Cluster startup errors on failed CRC verification on the primary database dump

book

Article ID: 223640

calendar_today

Updated On:

Products

CA Privileged Access Manager (PAM)

Issue/Introduction

The cluster startup details page shows error from all but the first node in the primary site "SEVERE: CRC verification on the primary database dump failed. Please stop the cluster and retry". Download from secondary site leaders is in progress still, or shows the same error.

Cause

The first primary site node (master node) is missing a metafile that contains the sha sum of the database backup. After downloading the backup, the other nodes will calculate their own sha sum and compare it to what the master calculated, to confirm that the file was not tampered with during transfer. This check fails because the sha sum cannot be retrieved from the master.

A likely reason of the missing sha file is that the cluster was turned on prematurely, before it had completed cluster shutdown.
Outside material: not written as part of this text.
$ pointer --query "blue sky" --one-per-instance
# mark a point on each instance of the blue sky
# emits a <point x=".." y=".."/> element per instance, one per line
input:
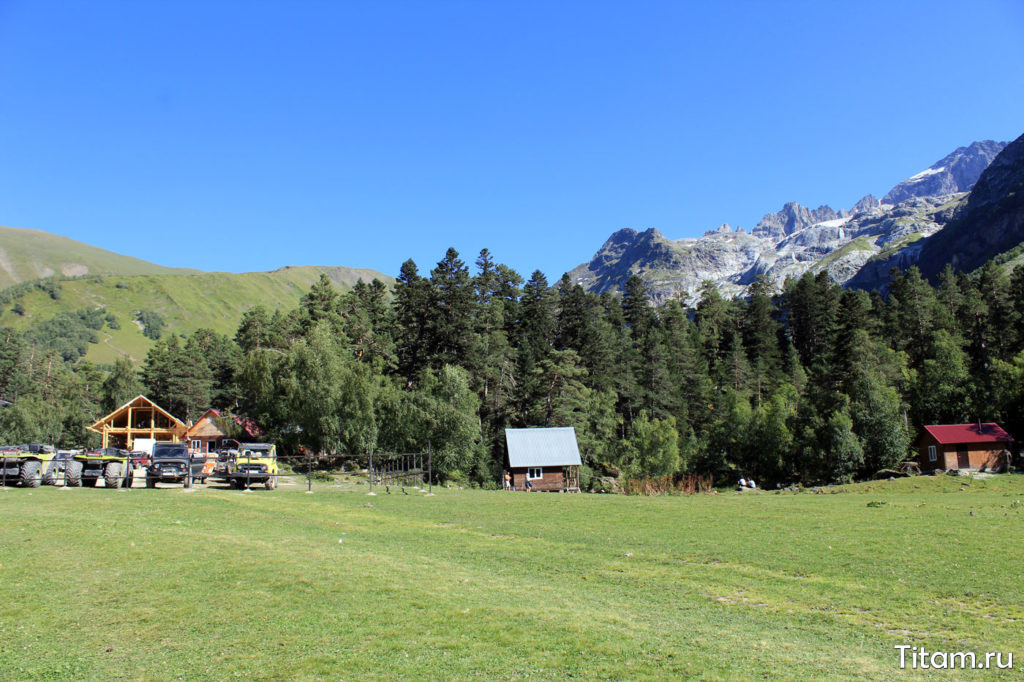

As of September 2021 there is a known issue where the "TURN CLUSTER ON" button on the Configuration > Clustering page is activated shortly after the "TURN CLUSTER OFF" action was started, and long before the cluster in fact is off.

Environment

PAM 3.4 multi-site cluster

Resolution

In this state individual node or site synchronization likely will not work. Wait for the current (failing) cluster startup to finish. If you have the SSH debug patch installed, enable remote debugging services from the Configuration > Diagnostics > System page, just in case Support needs to get involved. Then turn the cluster off from the first primary site node. Make sure this completes, i.e. the "Turning cluster off" message disappears and the UI goes back to a white background. Logout and log in again to confirm that login works and that the cluster status page shows it as off and ready to be turned on. Then turn it on.

If the cluster does not turn off gracefully, please raise a case with PAM Support.